For many Londoners the Christmas tree and the carol singing in Trafalgar Square marks the start of the countdown to Christmas. This year the tree was officially lit on 3 December by the Mayor of Westminster, the Norwegian Ambassador and the governing Mayor of Oslo. There will be carol singing by different groups raising money for voluntary or charitable organisations most days until 23 December from 4-8pm weekdays, and 2-6pm weekends. The tree remains until just before Twelfth Night when it is taken down for recycling.
Trafalgar Square Christmas Treet. Photo: ©Mouth.
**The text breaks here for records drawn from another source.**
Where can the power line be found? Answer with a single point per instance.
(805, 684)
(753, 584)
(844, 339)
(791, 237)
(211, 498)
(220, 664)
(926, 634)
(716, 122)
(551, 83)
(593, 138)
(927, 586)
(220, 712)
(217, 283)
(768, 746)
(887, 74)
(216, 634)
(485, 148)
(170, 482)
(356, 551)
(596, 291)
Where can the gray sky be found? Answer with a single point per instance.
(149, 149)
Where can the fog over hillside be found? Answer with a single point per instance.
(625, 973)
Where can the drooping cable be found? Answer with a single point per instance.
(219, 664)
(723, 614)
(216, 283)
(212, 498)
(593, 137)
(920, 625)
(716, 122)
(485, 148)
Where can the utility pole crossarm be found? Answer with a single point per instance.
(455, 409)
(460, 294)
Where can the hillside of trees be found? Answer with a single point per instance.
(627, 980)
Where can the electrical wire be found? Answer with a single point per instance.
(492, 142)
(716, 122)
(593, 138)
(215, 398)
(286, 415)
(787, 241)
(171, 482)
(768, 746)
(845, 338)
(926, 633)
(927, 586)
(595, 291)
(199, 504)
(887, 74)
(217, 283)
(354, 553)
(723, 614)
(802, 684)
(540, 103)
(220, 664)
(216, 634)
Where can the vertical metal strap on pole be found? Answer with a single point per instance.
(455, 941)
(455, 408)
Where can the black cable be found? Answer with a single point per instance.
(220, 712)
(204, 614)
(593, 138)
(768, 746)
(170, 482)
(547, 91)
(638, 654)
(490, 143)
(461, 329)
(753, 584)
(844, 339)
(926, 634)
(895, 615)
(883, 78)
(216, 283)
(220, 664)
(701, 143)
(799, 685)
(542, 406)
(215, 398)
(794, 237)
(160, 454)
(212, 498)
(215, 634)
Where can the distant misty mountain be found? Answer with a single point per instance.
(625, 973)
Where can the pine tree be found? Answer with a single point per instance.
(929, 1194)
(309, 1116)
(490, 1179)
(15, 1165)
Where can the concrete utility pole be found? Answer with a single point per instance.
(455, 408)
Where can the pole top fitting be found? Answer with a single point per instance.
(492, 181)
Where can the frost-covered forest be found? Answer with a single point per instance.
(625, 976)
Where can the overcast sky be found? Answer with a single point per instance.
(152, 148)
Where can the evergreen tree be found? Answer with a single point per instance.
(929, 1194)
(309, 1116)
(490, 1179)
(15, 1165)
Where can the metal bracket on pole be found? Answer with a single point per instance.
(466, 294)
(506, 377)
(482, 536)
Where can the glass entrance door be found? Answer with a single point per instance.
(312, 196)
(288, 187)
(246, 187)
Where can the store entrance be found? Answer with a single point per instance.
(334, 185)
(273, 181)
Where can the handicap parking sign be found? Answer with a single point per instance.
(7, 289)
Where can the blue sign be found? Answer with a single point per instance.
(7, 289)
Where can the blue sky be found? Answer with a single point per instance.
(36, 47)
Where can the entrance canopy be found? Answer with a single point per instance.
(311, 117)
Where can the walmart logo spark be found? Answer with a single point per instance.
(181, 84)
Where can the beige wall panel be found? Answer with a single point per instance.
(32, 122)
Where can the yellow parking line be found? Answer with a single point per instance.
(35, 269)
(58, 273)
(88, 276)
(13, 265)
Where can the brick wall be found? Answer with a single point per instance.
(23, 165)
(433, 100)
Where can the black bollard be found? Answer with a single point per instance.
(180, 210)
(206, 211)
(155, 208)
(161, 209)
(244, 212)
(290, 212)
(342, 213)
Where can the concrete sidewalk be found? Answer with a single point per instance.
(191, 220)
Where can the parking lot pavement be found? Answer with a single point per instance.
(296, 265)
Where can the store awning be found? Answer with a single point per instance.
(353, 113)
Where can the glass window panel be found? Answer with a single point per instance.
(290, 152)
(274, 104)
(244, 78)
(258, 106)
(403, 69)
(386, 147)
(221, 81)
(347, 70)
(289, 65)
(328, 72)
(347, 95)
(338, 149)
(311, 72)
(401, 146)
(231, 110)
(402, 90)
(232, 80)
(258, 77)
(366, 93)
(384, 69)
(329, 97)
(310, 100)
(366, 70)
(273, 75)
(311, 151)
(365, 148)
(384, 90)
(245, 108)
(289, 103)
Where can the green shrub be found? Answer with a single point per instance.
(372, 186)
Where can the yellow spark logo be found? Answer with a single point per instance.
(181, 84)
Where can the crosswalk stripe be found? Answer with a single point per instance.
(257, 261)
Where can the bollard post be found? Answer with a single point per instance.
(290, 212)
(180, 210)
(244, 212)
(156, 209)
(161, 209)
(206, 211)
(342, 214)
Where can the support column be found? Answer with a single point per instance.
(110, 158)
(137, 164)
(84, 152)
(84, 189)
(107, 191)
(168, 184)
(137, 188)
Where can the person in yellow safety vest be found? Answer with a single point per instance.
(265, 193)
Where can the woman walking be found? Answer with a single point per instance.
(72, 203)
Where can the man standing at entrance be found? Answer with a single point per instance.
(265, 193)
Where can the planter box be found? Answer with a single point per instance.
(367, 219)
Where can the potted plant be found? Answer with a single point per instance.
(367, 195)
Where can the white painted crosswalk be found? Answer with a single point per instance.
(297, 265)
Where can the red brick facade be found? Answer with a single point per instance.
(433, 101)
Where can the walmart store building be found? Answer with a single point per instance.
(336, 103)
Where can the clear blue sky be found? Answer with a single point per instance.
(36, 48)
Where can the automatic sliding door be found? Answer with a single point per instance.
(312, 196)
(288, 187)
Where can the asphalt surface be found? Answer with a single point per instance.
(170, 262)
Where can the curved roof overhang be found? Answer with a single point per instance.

Oslo has sent a tree to London every year since 1947 as token of gratitude, celebration and commemoration of Britain’s support during the Second World War, when the Norwegian government and royal family lived in exile in London. The annual gift of a Christmas tree has come to symbolise the deep and long-lasting friendship between Norway and the United Kingdom.
The Trafalgar Square Christmas tree is typically a 50-60-year-old Norway spruce, generally over 20 metres tall. “The Queen of the Forest” as she is affectionately known by the forestry workers, who groom a number of spruce trees over a period of years, was selected from a shortlist of particularly fine trees. The Mayor of Oslo Marianne Borgen invited the Lord Mayor of Westminster Lady Flight and the British Ambassador Sarah Gillett to this year’s tree-felling ceremony, which took place on 18 November in Oslo’s certified sustainable forest at Skullerud. After the four-tonne tree was cut, it was shipped to Britain by sea.
The tree is decorated in a traditional Norwegian style and adorned with energy-efficient lights. At the base of the tree stands a plaque, bearing the words: “This tree is given by the city of Oslo as a token of Norwegian gratitude to the people of London for their assistance during the years 1940-45.”